Gennady Onishchenko, head of the Federal Consumer Protection Service, signed a decree in June 2008 outlawing the use of chlorine in poultry treatments used by some U.S. producers, but he later pushed back the measure’s starting date to Jan. 1, 2010.
Putin rejected suggestions that the ban was political in nature, saying Russia had simply adopted regulations that were already in effect throughout the European Union.
“One shouldn’t look for political background in this case, God forbid, no political background here!” he said, adding that Russia would gradually replace imported poultry with domestic production and could halt poultry imports altogether in “four or five years.”
The country plans to import a total of 780,000 metric tons of poultry in 2010 and gradually decrease the share of imports to 550,000 metric tons by 2012, according to a decree signed by the government in December.

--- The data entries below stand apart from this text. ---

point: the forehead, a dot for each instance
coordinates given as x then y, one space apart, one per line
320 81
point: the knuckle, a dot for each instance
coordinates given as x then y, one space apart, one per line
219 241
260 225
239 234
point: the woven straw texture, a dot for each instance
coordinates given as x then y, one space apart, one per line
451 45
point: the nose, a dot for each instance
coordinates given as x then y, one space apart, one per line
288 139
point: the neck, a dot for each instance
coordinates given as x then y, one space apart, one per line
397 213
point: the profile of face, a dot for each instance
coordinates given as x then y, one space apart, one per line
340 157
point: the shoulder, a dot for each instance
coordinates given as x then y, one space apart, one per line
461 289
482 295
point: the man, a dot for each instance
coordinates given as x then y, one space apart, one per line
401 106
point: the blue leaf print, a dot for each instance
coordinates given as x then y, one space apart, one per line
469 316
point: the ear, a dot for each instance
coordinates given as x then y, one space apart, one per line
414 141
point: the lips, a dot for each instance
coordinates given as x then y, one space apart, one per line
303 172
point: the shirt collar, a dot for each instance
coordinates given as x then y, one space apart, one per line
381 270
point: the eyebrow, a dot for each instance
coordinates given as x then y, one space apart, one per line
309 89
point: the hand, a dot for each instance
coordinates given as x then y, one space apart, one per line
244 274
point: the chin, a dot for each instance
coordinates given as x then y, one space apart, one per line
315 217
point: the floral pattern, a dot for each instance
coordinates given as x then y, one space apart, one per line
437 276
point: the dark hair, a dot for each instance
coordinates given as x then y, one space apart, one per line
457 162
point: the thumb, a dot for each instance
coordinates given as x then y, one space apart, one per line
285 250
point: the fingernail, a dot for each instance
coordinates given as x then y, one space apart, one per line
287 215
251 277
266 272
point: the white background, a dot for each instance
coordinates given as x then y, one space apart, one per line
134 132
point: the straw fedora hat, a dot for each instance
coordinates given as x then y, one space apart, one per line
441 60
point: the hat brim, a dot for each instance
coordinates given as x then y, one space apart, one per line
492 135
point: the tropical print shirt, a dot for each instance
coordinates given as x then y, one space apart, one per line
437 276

The government cut the United States’ poultry quota for 2010 to 600,000 metric tons, or 20 percent of the poultry market, last December, down from 750,000 metric tons in 2009.
Putin also accused poultry wholesalers of spreading fears of increased prices and said producers should have invested more in domestic production.
If the proper investment had been made, “retailers that deal with [poultry] imports from abroad wouldn’t find it necessary to scare citizens with an unjustified price increase,” he said.
Wholesale prices for U.S.-imported poultry jumped to 70 rubles ($2.4) per kilogram since the ban was introduced Jan. 1, up 20 percent from 58 rubles at the end of December, Yevgeny Kogan, chairman of the Food Trade Group, which supplies meat and produce to supermarkets, said Wednesday.
“Poultry used to be the cheapest protein in Russia, consumed mostly by low-income individuals. So any price increase could be harmful for sales volumes,” Kogan told Interfax. He added that domestic poultry prices had increased 15 percent since the beginning of the year.